For example, consider a question like “Find hotels in the city of Lima that contain price, name, category, address, and destiny?”. A possible SPARQL formulation could have as components of following patterns (joined by shared-variable bindings) ?x has name, ?x has price, ?x has category, ?x has address, ?x has destiny, ?x is a place. Where “x” is a variable that indicates a kind of hotel. This complex query, which has multiple joins, is difficult for the user who needs to be an expert on the domain knowledge. Thus, no average user is used to handle. In the work, due to the complexity mentioned, all queries performed by voice have the same format and are expressed as follows: “find hotels in city, find museums in city, find discos in city, find restaurants in city, and find transport agencies in city”.
For instance, in searching for hotels in the Department of Lima, a voice query “Find hotels in Lima” is made (transformed into text string). Then, it will be compared with the sentence defined in Natural Language (NL) “Find hotels in %Place”, where %Place is the variable or object that the system recognizes and it will be associated with the SPARQL query template to use. In our work, the system will be comparing word by word and finally it will find something that it does not recognize and this will be the variable in which a determined value must be assigned. When the system obtains the already defined object as “Lima”, it will send it to the Knowledge Representation Module where the SPARQL query is completed through the Jena Library.
  • SPARQL Query
When the object is identified, the query in SPARQL language is made. This query will give us the information of all the hotels in Lima, even more it will give us additional information such as: name, price, address and category. This is because the SPARQL language can request instances that satisfy certain properties between two subclasses. In this way, we extract the requested information from a class, subclass or instance. In our work, there is a relationship between the sentences to ask with the query in SPARQL language. In the same way, other inquiries can be made to the system and all of them perform the same operations to obtain the desired results. The following listing (Listing 1) shows a query to find the museums in the city of Piura.
Listing 1: SPARQL query.
   ?museums table:name?name.
   ?museums table:address?address.
   ?museums table:price?price.
   ?museums table:interest_found_destination?interest_found_destination

4.1.3. Web Interface

For development of the Web Interface, we use JavaServer Pages (JSP) to interact with HTML and XML. In addition, we use a free and open source Java Framework for building Semantic Web and linked data applications called Jena Apache. Jena is an API (Application Programming Interface) for Java language will be used as a developing tool, which permits the management of Ontologies in OWL code. According to Yu, Jena can be used for semantic web applications, such as: read, analyze, write and create, navigate and search through an RDF (Resource Definition Framework) chart, query in the RDF database using OWL, and ontologies [26]. Furthermore, the interface will be based on the Model—View—Controller scheme, which implements servlets to manage user queries. Such queries can be verified in an Ontological editor using SPARQL. Antoniou and Van Harmelen recommended, that SPARQL will be used to consult RDF or OWL documents [1]. The Web Interface interacts with Raspberry Pi although HTTP sends requests. Each HTTP request carries a query in text, which is sent to the SPARQL generator. It also receives JSON (JavaScript Object Notation) objects from the Knowledge Representation Module.

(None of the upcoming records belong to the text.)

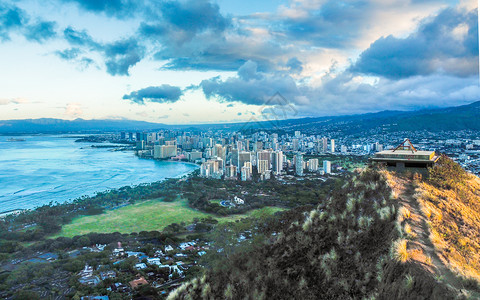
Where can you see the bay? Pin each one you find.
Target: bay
(48, 168)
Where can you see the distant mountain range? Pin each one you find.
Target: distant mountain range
(451, 118)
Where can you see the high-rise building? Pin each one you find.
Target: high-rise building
(277, 162)
(299, 165)
(212, 168)
(265, 155)
(263, 166)
(243, 157)
(220, 151)
(324, 145)
(231, 172)
(164, 151)
(194, 155)
(295, 145)
(246, 173)
(327, 167)
(313, 165)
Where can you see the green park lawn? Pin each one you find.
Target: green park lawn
(146, 216)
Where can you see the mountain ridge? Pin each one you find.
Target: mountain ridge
(449, 118)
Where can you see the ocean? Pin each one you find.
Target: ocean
(54, 168)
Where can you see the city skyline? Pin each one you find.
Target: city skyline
(202, 61)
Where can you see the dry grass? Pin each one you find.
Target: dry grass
(407, 229)
(454, 221)
(405, 213)
(399, 251)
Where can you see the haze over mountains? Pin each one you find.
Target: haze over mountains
(451, 118)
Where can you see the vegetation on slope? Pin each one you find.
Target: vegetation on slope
(450, 199)
(339, 250)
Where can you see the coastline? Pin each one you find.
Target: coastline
(18, 209)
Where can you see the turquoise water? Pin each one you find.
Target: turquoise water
(54, 168)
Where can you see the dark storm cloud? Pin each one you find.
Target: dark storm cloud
(11, 18)
(122, 55)
(80, 38)
(294, 65)
(119, 56)
(116, 8)
(250, 86)
(15, 20)
(193, 15)
(161, 94)
(41, 31)
(439, 46)
(334, 24)
(69, 54)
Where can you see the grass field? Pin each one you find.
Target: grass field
(145, 216)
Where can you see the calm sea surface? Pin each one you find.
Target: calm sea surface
(54, 168)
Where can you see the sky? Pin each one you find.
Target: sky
(201, 61)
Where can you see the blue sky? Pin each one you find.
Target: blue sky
(197, 61)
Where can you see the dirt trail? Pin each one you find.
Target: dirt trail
(421, 247)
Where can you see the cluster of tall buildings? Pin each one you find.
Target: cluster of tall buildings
(234, 155)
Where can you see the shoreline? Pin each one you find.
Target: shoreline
(9, 212)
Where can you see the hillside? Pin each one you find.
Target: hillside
(360, 243)
(450, 200)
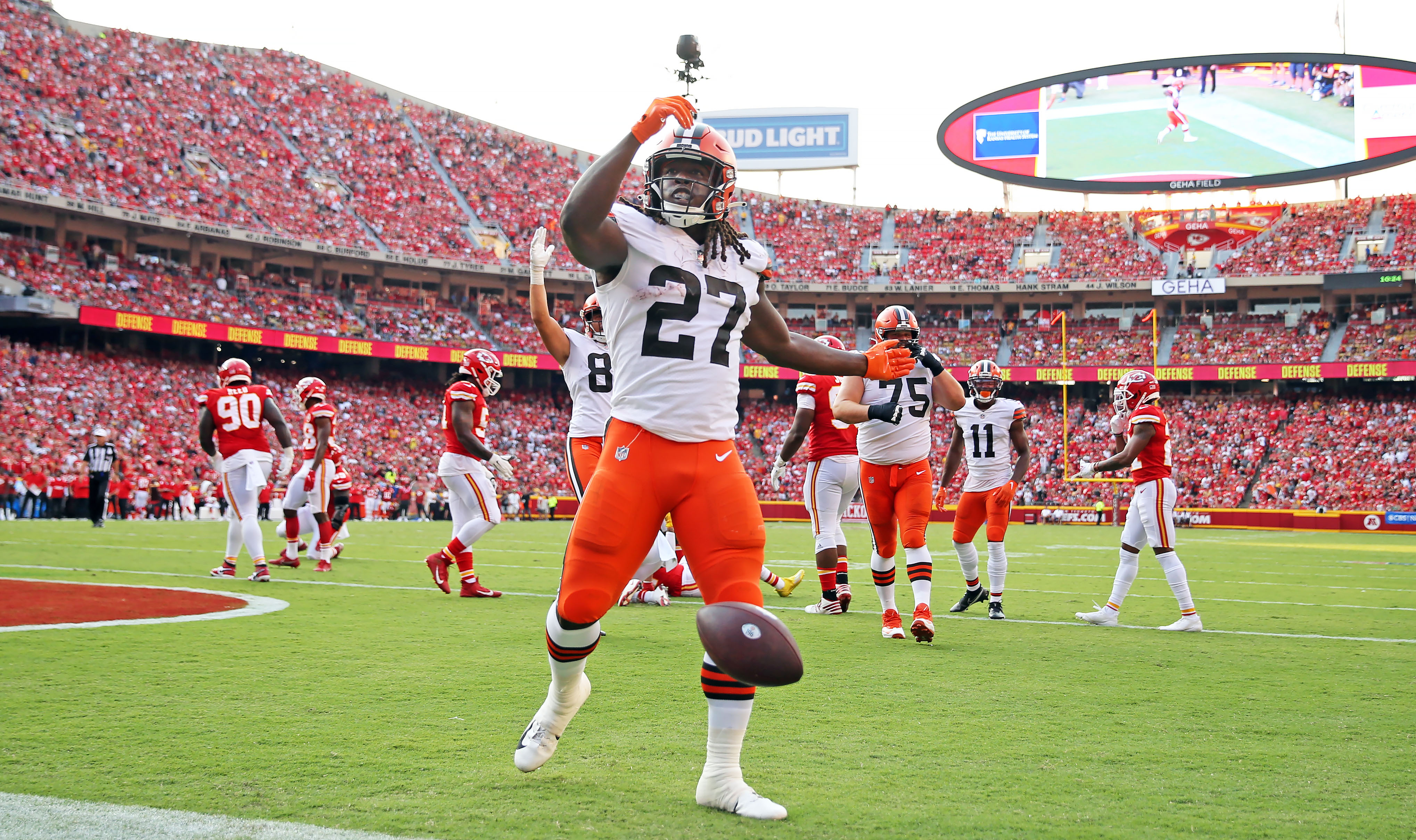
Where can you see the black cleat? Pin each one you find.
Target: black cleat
(969, 600)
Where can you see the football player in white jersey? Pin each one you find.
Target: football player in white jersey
(896, 478)
(680, 291)
(980, 428)
(585, 363)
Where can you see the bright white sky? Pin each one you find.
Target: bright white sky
(583, 73)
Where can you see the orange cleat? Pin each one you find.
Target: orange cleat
(924, 625)
(891, 625)
(438, 564)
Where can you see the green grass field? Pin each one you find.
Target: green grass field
(394, 709)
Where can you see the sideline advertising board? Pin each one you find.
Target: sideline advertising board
(769, 139)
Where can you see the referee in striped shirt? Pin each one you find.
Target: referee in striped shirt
(100, 457)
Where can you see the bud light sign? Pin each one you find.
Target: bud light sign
(775, 139)
(1006, 135)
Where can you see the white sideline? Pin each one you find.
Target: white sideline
(255, 606)
(1074, 624)
(47, 818)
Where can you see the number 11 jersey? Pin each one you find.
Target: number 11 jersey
(676, 331)
(989, 443)
(591, 380)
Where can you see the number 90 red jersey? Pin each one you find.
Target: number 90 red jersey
(461, 392)
(1154, 461)
(238, 411)
(828, 435)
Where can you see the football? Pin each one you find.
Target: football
(750, 644)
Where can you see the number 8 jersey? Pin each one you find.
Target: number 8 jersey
(989, 443)
(676, 331)
(908, 441)
(591, 381)
(237, 413)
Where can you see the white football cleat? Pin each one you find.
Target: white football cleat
(1188, 624)
(1100, 618)
(543, 734)
(737, 797)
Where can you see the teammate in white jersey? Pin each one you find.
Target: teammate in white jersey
(896, 478)
(980, 428)
(680, 293)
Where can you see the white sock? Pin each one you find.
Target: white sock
(997, 570)
(969, 563)
(1125, 577)
(880, 566)
(1176, 576)
(921, 569)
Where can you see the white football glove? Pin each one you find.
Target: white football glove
(779, 469)
(502, 465)
(540, 257)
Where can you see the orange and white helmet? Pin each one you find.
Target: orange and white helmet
(309, 389)
(233, 370)
(985, 380)
(706, 145)
(592, 309)
(483, 368)
(897, 318)
(1135, 389)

4.2. Implementation of the Speech—Query Module

We use Raspberry Pi 2 in the implementation of the module. Raspberry Pi 2 is a single-board computer. Despite its diminutive size, low price and unglamorous appearance, it is a fully functional computer [27]. The Raspberry Pi 2 employs a Broadcom BCM2836 SoC (San Jose, CA, USA) with a 900 MHz 32-bit quad-core ARM (Acorn RISC Machine) Cortex-A7 processor (Cambridgeshire, UK), with a 256 KB shared L2 cache. We use a USB Audio Sound Card Adapter (Plugable Technologies, Redmond, WA, USA) to create a microphone-in and audio-out jack from the USB port. Raspberry Pi 2 performs text-to-speech conversion, speech-to-text conversion and HTTP requests to the Web Server. To make some transformations of this module, we will use cloud computing techniques. Mika and Tummarello mentioned that, thanks to the usage of cheap, handy hardware and open source implementations, it is easy to work with these techniques, even with small budgets. However, adapted cloud computing techniques need well-known experts [28].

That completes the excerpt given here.